Premier volet d’une biographie dessinée en deux temps, cet album réunit la première partie du portrait que l’historien Jean-Yves Le Naour consacre à Charles de Gaulle, servi au dessin par Claude Plumail. Le titre reprend la formule célèbre du discours de la Libération, annonçant un diptyque dont ce tome couvre les années de formation, de la captivité de 1916 au refus de l’armistice en 1940.
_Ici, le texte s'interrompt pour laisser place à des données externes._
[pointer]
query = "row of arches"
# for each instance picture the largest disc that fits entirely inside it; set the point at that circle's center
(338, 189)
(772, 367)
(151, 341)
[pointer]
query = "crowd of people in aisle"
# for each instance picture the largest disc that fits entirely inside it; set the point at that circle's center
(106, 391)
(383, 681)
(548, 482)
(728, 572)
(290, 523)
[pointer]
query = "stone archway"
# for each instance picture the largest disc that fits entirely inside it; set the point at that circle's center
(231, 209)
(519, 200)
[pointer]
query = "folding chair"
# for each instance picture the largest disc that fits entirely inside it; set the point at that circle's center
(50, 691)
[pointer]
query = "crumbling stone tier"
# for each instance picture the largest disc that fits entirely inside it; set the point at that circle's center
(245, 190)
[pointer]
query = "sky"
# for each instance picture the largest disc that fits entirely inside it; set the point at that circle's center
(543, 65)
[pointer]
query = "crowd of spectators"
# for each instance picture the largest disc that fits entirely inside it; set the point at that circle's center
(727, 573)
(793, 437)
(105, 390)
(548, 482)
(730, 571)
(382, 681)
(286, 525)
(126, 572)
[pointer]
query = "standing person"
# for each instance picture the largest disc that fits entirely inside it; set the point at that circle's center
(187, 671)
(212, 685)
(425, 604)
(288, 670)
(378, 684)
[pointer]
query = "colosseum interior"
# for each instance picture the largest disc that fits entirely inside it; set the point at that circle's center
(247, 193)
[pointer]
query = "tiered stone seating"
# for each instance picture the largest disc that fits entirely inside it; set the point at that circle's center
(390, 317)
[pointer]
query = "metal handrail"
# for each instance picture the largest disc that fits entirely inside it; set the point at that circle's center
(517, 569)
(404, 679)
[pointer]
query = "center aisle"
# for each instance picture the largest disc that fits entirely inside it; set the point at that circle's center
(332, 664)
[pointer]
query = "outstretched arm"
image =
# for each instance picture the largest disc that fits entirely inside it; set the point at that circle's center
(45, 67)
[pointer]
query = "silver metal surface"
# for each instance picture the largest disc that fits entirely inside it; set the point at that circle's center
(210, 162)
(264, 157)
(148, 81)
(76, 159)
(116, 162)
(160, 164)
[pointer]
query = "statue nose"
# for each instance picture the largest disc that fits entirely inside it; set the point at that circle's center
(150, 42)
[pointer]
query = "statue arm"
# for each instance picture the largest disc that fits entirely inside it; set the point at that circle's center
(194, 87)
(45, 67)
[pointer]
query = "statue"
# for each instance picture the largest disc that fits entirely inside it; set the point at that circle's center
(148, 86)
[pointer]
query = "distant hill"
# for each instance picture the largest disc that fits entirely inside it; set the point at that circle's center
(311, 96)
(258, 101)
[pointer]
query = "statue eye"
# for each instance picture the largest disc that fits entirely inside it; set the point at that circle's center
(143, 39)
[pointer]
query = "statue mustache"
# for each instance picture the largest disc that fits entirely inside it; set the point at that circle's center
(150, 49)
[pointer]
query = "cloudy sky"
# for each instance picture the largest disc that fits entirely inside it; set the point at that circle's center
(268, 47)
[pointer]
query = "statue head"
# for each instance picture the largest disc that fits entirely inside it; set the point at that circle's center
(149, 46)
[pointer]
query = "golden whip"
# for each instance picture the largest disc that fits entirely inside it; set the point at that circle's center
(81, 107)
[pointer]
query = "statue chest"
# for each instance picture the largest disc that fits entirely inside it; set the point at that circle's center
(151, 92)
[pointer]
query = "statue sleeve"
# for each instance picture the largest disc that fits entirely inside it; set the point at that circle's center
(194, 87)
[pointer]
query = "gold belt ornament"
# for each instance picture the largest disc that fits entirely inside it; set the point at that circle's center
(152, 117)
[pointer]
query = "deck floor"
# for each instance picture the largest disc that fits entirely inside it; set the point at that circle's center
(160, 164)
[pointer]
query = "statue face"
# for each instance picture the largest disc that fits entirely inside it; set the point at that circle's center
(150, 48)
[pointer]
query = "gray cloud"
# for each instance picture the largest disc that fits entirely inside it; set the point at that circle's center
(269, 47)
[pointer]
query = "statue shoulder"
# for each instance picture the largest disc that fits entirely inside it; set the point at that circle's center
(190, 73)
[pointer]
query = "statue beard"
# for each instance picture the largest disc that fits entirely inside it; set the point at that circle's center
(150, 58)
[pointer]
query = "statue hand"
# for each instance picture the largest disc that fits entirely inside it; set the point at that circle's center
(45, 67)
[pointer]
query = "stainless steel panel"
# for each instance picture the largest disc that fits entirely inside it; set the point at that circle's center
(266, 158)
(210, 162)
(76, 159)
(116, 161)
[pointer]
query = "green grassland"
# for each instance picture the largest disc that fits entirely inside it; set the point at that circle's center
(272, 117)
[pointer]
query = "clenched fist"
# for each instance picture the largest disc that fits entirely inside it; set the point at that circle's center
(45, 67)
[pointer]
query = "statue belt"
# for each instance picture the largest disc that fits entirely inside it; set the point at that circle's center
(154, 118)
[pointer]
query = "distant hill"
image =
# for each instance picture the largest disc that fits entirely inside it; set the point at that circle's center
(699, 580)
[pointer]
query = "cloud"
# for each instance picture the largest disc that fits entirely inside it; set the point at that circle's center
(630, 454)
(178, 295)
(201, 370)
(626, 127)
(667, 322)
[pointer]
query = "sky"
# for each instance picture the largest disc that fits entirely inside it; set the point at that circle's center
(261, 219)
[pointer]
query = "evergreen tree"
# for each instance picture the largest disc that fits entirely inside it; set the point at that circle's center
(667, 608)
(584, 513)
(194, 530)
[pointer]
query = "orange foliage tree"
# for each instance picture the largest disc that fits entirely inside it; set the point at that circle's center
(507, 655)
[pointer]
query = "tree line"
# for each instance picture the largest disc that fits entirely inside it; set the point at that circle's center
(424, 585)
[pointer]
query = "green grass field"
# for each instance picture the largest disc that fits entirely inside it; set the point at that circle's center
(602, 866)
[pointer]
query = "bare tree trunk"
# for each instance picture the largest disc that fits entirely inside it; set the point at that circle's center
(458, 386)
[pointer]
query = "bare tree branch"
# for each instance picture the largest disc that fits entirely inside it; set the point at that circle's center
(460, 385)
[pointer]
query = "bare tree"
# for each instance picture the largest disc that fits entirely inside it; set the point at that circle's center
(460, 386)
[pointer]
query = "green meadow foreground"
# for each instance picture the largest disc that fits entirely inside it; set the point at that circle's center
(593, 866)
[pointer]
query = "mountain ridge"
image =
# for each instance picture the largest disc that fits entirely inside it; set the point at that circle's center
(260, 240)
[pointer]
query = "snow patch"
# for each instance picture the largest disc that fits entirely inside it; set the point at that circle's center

L’intérêt du récit tient à son parti pris, montrer l’homme avant la légende. Jean-Yves Le Naour s’attache au jeune capitaine fait prisonnier à Verdun, dont les cinq tentatives d’évasion et les longues années d’internement forgent le caractère et aiguisent la réflexion militaire. Loin de toute idéalisation, l’album le présente aussi comme un officier plein d’assurance et d’illusions, puis comme un colonel isolé, prêchant en vain pour une stratégie offensive fondée sur les blindés face à un état-major figé. Cette insistance sur la solitude et l’obstination éclaire d’un jour concret la décision de 1940, moins comme un geste providentiel que comme l’aboutissement d’une conviction longuement mûrie.

Formé à l’histoire, Jean-Yves Le Naour garantit la rigueur documentaire du propos, prolongée par un dossier réalisé avec la Fondation Charles de Gaulle. Au dessin, Claude Plumail adopte un trait réaliste et lisible, attentif à la reconstitution des uniformes, des forteresses et des champs de bataille, que les couleurs d’Albertine Ralenti nuancent selon les atmosphères, de la boue de Verdun aux ors feutrés des états-majors.
L’album s’adresse aux amateurs de bande dessinée historique et aux curieux d’histoire du vingtième siècle. Jean-Yves Le Naour et Claude Plumail signent une biographie exigeante et incarnée, qui restitue la genèse d’un destin sans céder à la statue.